I have a plan that will harness our strengths and put Connecticut back on a path toward fiscal  responsibility, which is the fundamental building block for everything else we do. I will strengthen the  alliance between our state government, corporations and universities. There should be ongoing,  substantive dialogue between leaders in all three sectors to ensure that that state is planning  strategically for the industries of tomorrow, and that we are giving our students the skills they need to compete in them.

I also think that the private sector has a role to play in accelerating our $100 billion, 30-year  infrastructure investment program. My plan is to engage the private sector more extensively in a major  buildout of our roads, bridges, freight and passenger rail systems, broadband capability and more. There  2  are innovative financing techniques we can use, along with the creation of a State Infrastructure Bank,  to speed up the delivery of our “Let’s Go CT” transportation plan and make our state a more attractive  destination for businesses.

We also can’t afford to keep losing our college graduates to other states. That is why I am proposing that  the private and public sector join forces to fund a “Student Loan Forgiveness Program” for those young  people who make a commitment to work in Connecticut for at least five years. Studies show that after  five years, there is a greater sense of connection to a town or a state, so this plan could help us stem the  out-migration of young adults.

Connecticut was unusually hard hit by the 2008 recession and the sequester, given our reliance for tax  revenues on the financial services and defence sectors. While those industries remain important to us,  we clearly need to do a better job of diversifying and expanding our tax base. That is why we need to  attract businesses in other industries seeking a highly-skilled workforce, including media and telecoms,  bio-sciences, advanced manufacturing, and technology. I want to see us expand the work being done in  “Silicon Harbor” in Stamford around the state, since the main reason GE decamped to Boston was the  technology eco-system which had been created around that city’s university system.
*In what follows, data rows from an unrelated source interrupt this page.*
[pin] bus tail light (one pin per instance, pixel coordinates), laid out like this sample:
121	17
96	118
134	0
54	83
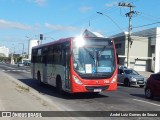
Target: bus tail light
114	79
77	80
We have the ability  to create a financial technology hub in Connecticut, especially for start-ups that don’t need to be paying  Manhattan rents.

We also have a great opportunity to help modernize and develop a number of our cities to attract  younger workers with more moderately-priced housing. Transit-oriented development hubs are  particularly appealing to millennials, since many prefer a low-maintenance lifestyle that does not rely on  owning a car.

Lastly, we need to have the courage to address our public sector pension funding problem. While we  would not want to unfairly penalize those nearing retirement, we need to seriously think about moving  new state workers to 401ks, like the approach that the Town of Greenwich took with its municipal  employees. We also need to consider more meaningful structural reforms. For example, a move away  from a traditional defined benefit plan to a “target benefit” plan would allow the state and its  employees to share risks that are currently being borne entirely by the state (and ultimately by  taxpayers). Finally, reforms should include a more realistic sharing of healthcare costs by state  employees.

Connecticut has a long and proud history that includes innovation, hard work, political reform and a  commitment to education. In the 21 st century, these same values still drive us and inspire us. I believe  that we are well-positioned to capitalize on the challenges and opportunities ahead of us. But, we can’t  do that unless we send the right people to Hartford; those who have a positive vision and the right plans  and experience. If the voters of Greenwich honor me with their trust, I vow to bring all my experience  and creativity to bear on our state’s most intractable problems. We may be a small state, but we have  unlimited potential. I want to do my part to make Connecticut a success story again, and I respectfully  ask for your vote on November 8.

Dita Bhargava

Note: The deadline for letters to the editor in support of candidates running in the Nov 8 election was Oct. 28.